China’s cyber capability is a new threat to India, for which it will have to prepare a new strategy.

New Agenda: The agenda for the new strategy will have to focus on critical and emerging technologies, connectivity and infrastructure, cyber security, and maritime security.

Role of policy-makers: The government should provide a separate budget for cyber security.

A central body of cyber warriors will have to be created to counter state-sponsored hackers.

India’s talent base should be leveraged in software development by providing career opportunities.

Cyber ​​security capability programs in the states should be supported through central funding.

Defense, Deterrence, and Exploitation: These will be the three main components of any national strategy to counter cyber threats.

Critical cyberinfrastructure must be protected, and necessary procedures should be established for honest reporting of breaches by individual ministries and private companies.

Deterrence is an extremely complex issue in cyberspace.
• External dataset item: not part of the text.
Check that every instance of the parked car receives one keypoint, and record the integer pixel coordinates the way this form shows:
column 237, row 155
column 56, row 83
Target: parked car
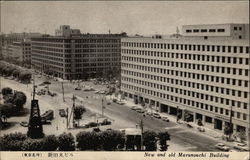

Nuclear deterrence is successful because the capabilities of the enemy are manifest or obvious, but such clarity is not present in the case of cyber warfare.

The exploitation of cyberspace is essential for achieving national security objectives. Its preparation will have to start with the Indian Army gathering intelligence, evaluating targets, and preparing specific tools for cyber attacks.


When cyber technology becomes an important part of a nation’s defense policies, factors such as the size of land area or GDP will become irrelevant. Therefore, a clearer and more transparent strategy are crucial for improving India’s cyber security situation.

A clear public stance on cyber defense and warfare enhances civilian trust, helps build trust among allies, and gives potential adversaries a clear indication of intent; Thus enabling a more stable and secure cyber ecosystem.